Code analysis: Find function calls not in comments
Data extraction: Get values from key-value pairs
Performance Considerations¶
Performance Note
Lookaround assertions can be slower than simple patterns, especially with backtracking. Use the simplest pattern that meets your needs.
Optimization tips:
- Use fixed-length lookbehind when possible (faster than variable-length)
- Avoid nested lookaround assertions
- Test patterns on representative data to measure performance
- Consider simpler alternatives if lookaround isn't strictly necessary
See Performance Considerations for detailed optimization strategies.
Fixed-Length vs Variable-Length Lookbehind¶
PCRE2 supports both fixed-length and variable-length lookbehind patterns, with significant performance differences:
Fixed-Length Lookbehind (faster):
# Fixed: always checks exactly 3 characters
rg -P '(?<=foo)\w+' # (1)!
# Fixed: always checks exactly 4 characters
rg -P '(?<=\$\d{2})\w+' # (2)!
- Fixed-length: The pattern
foois always exactly 3 characters, allowing PCRE2 to optimize by stepping back a known distance - Fixed-length:
\$\d{2}always matches exactly 3 characters ($ plus two digits), enabling the same optimization
Variable-Length Lookbehind (slower):
# Variable: can match 3-10 characters
rg -P '(?<=foo.*)\w+' # (3)!
# Variable: can match varying lengths
rg -P '(?<=\w+:)\d+' # (4)!
- Variable-length:
foo.*can match different lengths, requiring PCRE2 to try multiple starting positions with backtracking - Variable-length:
\w+:matches one or more word characters followed by colon, varying in length
Performance Impact: Fixed-length lookbehind can be 10-100x faster because the regex engine knows exactly how far to step back. Variable-length requires backtracking to find all possible starting positions.

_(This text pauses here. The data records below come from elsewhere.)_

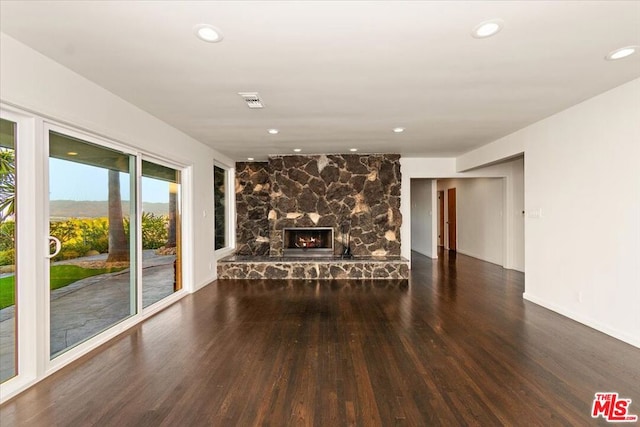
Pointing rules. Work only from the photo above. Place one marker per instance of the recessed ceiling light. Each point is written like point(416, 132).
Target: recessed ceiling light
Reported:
point(487, 28)
point(623, 52)
point(208, 33)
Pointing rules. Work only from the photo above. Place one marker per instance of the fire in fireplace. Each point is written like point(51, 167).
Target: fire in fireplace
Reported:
point(308, 241)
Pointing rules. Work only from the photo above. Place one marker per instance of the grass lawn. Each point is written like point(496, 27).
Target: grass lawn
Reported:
point(61, 276)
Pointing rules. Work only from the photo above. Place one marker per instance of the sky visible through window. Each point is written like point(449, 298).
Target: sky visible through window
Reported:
point(75, 181)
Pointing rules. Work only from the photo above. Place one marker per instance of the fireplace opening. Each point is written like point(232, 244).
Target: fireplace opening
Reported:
point(308, 241)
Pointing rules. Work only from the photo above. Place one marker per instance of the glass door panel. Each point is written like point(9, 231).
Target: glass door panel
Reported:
point(8, 323)
point(161, 229)
point(92, 214)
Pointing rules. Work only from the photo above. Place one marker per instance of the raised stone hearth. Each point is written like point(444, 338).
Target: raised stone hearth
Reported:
point(249, 267)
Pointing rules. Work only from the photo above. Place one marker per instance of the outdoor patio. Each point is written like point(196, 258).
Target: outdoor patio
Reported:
point(91, 305)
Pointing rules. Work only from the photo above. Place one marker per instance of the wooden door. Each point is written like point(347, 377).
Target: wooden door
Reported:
point(451, 217)
point(440, 218)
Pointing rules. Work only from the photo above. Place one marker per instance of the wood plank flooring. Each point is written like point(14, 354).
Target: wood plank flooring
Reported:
point(456, 346)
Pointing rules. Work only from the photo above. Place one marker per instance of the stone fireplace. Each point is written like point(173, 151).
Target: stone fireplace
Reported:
point(310, 207)
point(308, 241)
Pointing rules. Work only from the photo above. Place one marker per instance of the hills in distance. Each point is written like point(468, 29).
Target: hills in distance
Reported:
point(62, 209)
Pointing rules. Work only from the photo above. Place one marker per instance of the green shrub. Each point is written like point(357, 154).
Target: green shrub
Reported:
point(7, 235)
point(8, 257)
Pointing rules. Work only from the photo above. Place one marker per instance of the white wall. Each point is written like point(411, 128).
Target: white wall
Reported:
point(33, 82)
point(479, 216)
point(582, 201)
point(422, 212)
point(442, 168)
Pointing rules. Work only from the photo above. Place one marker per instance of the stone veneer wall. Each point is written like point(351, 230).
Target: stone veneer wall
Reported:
point(331, 190)
point(253, 190)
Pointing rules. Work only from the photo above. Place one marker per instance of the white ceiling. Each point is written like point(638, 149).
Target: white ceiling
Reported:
point(336, 75)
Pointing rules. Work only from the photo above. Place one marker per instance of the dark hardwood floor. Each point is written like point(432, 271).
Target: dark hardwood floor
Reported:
point(457, 346)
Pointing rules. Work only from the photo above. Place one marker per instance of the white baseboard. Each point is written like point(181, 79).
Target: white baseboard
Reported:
point(598, 326)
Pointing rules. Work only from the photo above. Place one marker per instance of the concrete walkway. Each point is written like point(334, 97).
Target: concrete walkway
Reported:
point(89, 306)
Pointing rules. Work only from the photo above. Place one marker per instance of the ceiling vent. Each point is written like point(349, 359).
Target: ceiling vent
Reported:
point(252, 99)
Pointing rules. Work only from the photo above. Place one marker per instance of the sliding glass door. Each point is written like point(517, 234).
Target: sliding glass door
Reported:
point(8, 283)
point(90, 237)
point(161, 232)
point(92, 213)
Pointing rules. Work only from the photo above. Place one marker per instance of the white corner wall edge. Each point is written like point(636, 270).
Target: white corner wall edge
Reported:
point(572, 159)
point(600, 327)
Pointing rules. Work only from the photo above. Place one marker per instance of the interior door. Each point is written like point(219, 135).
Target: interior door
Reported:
point(440, 218)
point(451, 218)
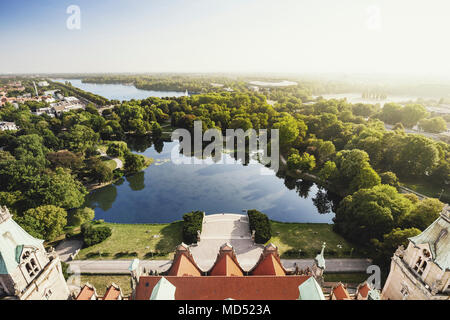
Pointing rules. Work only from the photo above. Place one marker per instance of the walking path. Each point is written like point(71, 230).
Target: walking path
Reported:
point(219, 229)
point(119, 163)
point(121, 266)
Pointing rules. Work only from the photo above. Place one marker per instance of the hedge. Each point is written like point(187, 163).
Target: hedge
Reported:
point(260, 223)
point(192, 222)
point(93, 235)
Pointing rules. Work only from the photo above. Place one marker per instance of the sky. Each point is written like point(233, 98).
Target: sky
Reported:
point(296, 36)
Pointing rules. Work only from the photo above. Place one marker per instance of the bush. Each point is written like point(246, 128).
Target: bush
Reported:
point(93, 235)
point(260, 223)
point(80, 216)
point(192, 222)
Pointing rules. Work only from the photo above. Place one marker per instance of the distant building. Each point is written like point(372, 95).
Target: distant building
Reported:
point(27, 271)
point(422, 270)
point(43, 84)
point(8, 126)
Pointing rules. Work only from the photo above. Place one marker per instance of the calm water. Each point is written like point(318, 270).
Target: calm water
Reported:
point(120, 91)
point(165, 191)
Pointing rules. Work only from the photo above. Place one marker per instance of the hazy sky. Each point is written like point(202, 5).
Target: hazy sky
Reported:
point(306, 36)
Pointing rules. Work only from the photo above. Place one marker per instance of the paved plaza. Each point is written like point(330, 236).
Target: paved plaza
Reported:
point(222, 228)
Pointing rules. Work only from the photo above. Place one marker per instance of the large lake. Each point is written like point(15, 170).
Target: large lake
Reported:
point(120, 91)
point(165, 191)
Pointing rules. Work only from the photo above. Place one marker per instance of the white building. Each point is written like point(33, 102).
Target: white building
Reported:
point(11, 126)
point(27, 271)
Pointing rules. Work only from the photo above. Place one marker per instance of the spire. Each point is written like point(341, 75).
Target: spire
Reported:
point(320, 258)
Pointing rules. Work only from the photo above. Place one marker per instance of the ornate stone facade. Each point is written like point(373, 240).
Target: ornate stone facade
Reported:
point(422, 270)
point(27, 271)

Best Practice: Use fixed-length lookbehind whenever possible. If you need variable-length, consider if a simpler pattern or capture group might work instead.
Avoiding Nested Lookaround¶
Nested lookaround assertions should be avoided due to exponential backtracking:
# Bad: nested lookaround (exponential backtracking)
rg -P '(?=(?!bad))\w+' # (1)!
# Good: simplified to single lookahead
rg -P '(?!bad)\w+' # (2)!
# Bad: complex nesting
rg -P '(?=(?<=foo)bar)' # (3)!
# Good: combine conditions differently
rg -P '(?<=foo)bar' # (4)!
- Nested lookaround: Double assertion
(?=(?!bad))causes PCRE2 to evaluate both the outer lookahead and inner negative lookahead at each position, leading to quadratic or worse time complexity - Simplified: Single negative lookahead
(?!bad)achieves the same result with linear time - Complex nesting: Combining lookahead and lookbehind in nested fashion is rarely necessary and very slow
- Simplified: In most cases, assertions can be combined at the same level rather than nested
Why Nested Lookaround is Slow: Each nesting level multiplies the number of positions the regex engine must check. With backtracking, this can lead to exponential time complexity on certain inputs, especially with patterns that can match in multiple ways.